An organizational person like K Raju has been, for the first time, given independent charge of Jharkhand. Earlier, he headed the AICC Dalit Department and started a serious Dalit outreach programme. Presently, he is credited with playing up the Trump Card of the BJP Hidden Agenda to junk and replace the Constitution, which helped the party to win large chunks of Dalit votes in the Lok Sabha elections in 2024. Besides, the Congress leadership has held a series of brainstorming sessions, separately with leaders of each of the election-going States of Assam and Kerala, where Assembly elections are slated for in 2026.
The challenge for the party is not only to wrest power in these two States, where it has sizeable presence, but also improve its performance in Bihar, which goes to polls later this year.

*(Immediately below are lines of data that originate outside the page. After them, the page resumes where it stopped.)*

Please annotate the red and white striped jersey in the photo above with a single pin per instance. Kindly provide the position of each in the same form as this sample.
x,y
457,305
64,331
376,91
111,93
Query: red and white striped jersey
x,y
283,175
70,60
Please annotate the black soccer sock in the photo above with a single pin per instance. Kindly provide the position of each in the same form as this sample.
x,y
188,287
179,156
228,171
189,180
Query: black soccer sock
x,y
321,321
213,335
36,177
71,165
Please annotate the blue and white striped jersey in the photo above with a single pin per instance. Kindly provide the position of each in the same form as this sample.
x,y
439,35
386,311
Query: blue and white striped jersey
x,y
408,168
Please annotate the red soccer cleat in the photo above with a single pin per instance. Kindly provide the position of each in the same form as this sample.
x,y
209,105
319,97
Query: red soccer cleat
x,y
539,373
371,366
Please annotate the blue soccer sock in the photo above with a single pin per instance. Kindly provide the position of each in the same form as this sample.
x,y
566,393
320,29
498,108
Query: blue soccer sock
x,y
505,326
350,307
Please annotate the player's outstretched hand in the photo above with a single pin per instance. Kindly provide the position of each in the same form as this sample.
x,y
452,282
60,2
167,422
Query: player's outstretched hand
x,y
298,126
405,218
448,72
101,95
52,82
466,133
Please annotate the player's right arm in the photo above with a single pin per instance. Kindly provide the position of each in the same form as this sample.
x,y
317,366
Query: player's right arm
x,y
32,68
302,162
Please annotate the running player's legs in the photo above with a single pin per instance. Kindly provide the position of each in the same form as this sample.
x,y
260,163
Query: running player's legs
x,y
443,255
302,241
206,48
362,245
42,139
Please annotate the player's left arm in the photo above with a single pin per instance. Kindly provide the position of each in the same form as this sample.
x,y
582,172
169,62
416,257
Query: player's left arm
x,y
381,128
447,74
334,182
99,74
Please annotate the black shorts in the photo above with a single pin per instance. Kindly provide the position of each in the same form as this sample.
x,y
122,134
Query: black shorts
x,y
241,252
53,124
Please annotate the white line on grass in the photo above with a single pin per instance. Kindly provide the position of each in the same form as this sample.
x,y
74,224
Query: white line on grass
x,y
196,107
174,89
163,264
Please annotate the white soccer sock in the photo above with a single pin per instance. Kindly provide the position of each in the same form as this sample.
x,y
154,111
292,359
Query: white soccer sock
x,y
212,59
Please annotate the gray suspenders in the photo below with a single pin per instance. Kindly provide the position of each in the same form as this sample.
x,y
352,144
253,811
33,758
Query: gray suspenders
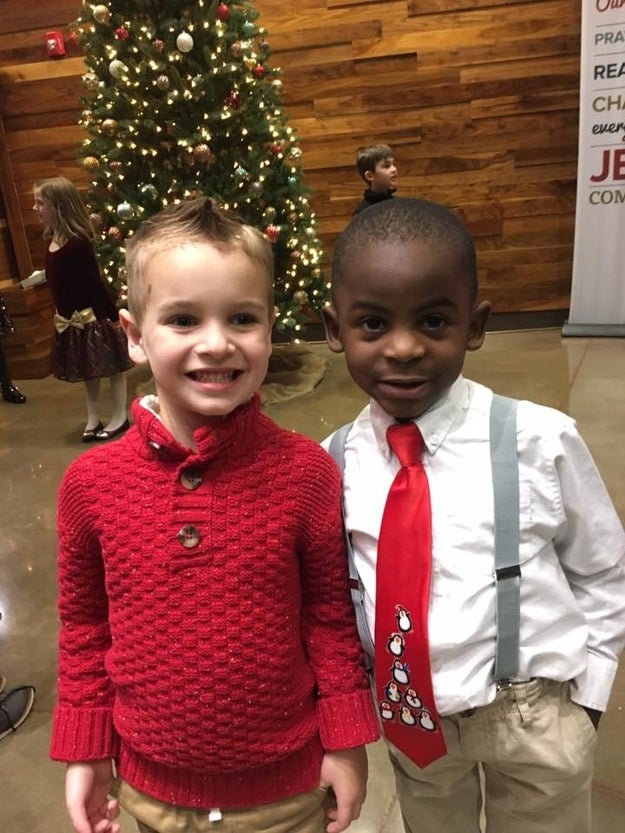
x,y
505,469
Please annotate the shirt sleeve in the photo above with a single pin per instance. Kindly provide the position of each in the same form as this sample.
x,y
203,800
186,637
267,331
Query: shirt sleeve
x,y
345,708
591,549
83,718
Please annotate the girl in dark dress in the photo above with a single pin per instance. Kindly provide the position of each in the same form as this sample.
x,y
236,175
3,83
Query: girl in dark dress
x,y
9,392
89,342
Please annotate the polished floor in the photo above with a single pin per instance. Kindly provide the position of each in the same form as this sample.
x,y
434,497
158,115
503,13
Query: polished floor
x,y
584,377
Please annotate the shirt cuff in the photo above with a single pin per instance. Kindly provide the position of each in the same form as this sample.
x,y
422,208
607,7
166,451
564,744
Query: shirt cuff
x,y
83,735
347,722
592,687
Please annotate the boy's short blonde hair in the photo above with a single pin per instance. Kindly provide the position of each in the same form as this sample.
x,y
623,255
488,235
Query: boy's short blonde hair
x,y
199,220
368,157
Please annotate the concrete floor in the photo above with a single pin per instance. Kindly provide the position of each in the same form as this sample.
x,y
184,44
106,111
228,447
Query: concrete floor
x,y
581,376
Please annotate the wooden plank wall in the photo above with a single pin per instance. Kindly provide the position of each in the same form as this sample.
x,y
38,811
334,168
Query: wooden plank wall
x,y
478,99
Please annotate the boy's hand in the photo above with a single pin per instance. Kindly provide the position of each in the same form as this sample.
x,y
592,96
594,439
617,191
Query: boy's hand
x,y
345,773
87,788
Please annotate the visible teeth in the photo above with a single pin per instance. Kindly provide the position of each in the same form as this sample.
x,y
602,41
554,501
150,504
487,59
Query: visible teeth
x,y
214,377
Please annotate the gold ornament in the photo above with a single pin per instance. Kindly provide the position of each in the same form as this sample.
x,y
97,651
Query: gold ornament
x,y
90,163
101,14
109,126
202,153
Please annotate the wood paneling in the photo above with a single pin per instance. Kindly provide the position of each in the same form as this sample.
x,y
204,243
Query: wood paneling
x,y
478,99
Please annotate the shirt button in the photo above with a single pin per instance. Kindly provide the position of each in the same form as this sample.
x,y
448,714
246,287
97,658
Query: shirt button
x,y
189,536
191,479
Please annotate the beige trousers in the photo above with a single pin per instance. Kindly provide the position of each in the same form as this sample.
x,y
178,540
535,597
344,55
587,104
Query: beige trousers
x,y
304,813
535,748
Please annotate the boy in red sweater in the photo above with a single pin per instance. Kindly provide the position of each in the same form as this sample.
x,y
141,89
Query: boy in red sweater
x,y
208,650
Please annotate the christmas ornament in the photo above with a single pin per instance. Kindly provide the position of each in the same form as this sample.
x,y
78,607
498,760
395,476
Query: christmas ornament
x,y
149,191
272,233
90,162
117,68
202,153
109,126
184,42
101,14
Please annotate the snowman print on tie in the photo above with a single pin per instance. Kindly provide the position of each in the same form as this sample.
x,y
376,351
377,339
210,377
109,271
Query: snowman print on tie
x,y
402,702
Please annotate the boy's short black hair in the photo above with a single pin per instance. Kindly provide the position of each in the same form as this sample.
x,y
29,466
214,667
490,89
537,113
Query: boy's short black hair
x,y
402,220
368,157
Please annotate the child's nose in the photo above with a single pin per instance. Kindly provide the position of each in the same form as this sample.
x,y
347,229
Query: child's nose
x,y
405,345
214,339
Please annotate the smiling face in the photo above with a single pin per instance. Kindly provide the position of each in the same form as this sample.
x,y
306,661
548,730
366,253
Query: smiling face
x,y
205,331
384,176
404,315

AICC In charge of Bihar Krishna Allavaru was tried out in Punjab and Gujarat elections in 2017, where the party performance was beyond expectations. While in Punjab, the Congress came to power, in Gujarat, the Congress came into striking distance to power, besides restricting BJP to 99 seats in 182-member House. Later, he was In charge of Youth Congress, before now being given full, independent charge of Bihar.
All AICC In charges of Bihar in the past used to pay obeisance in the Durbar of RJD Supremo Lalu Prasad Yadav. These included the likes of Bhakta Charan Das, Mohan Prakash and Shakti Sinh Gohil.
Breaking free from such a practice, Krishna Allavaru has sent out a strong message that the Congress, from now onwards, will be run by party men and not by RJD Supremo Lalu Yadav. The RJD leader had such a stranglehold that he not only decided how seats the Congress gets, but also had a major say on the party’s candidate’s selection in constituencies allocated to it.
The party has realized that with its low vote share, it cannot win elections, but certainly it ensures defeat of another party. In recent Delhi Assembly elections, BJP polled 45.56 per cent vote, AAP got 43.57 per cent and the Congress got 6.34 per cent vote. Difference between BJP and AAP was just two per cent and the Congress, with 6 per cent vote, could have helped to decisively swing the verdict in favour of the AAP.
The message of the Delhi Assembly elections verdict was that if AAP had tied up with the Congress, a third successive term was assured for AAP Supremo Arvind Kejriwal. Such a message holds equally good for the Bihar Assembly elections later this year. Taking advantage of the situation, the Congress plans to press ahead with its perceived advantage by going it alone in the upcoming round of Assembly elections. The dominant view in the Congress is that the INDIA arrangement is only for Lok Sabha elections. In the State Assembly elections, the Congress wants to improve its own standing at the grassroots level, to increase its bargaining power during seat-sharing talks.
For its plans to succeed, lot depends on how the Congress fares in the upcoming round of Assembly elections. Starting with Bihar Assembly polls later this year, where it needs to put up convincing performance, the Congress has to win States like Assam and Kerala next year. Much of the Congress Revival plans are dependent on how ultimately the Congress manages to improve its performance in these crucial Assembly elections.

(Writer is a Delhi-based Senior Journalist. Views are personal.)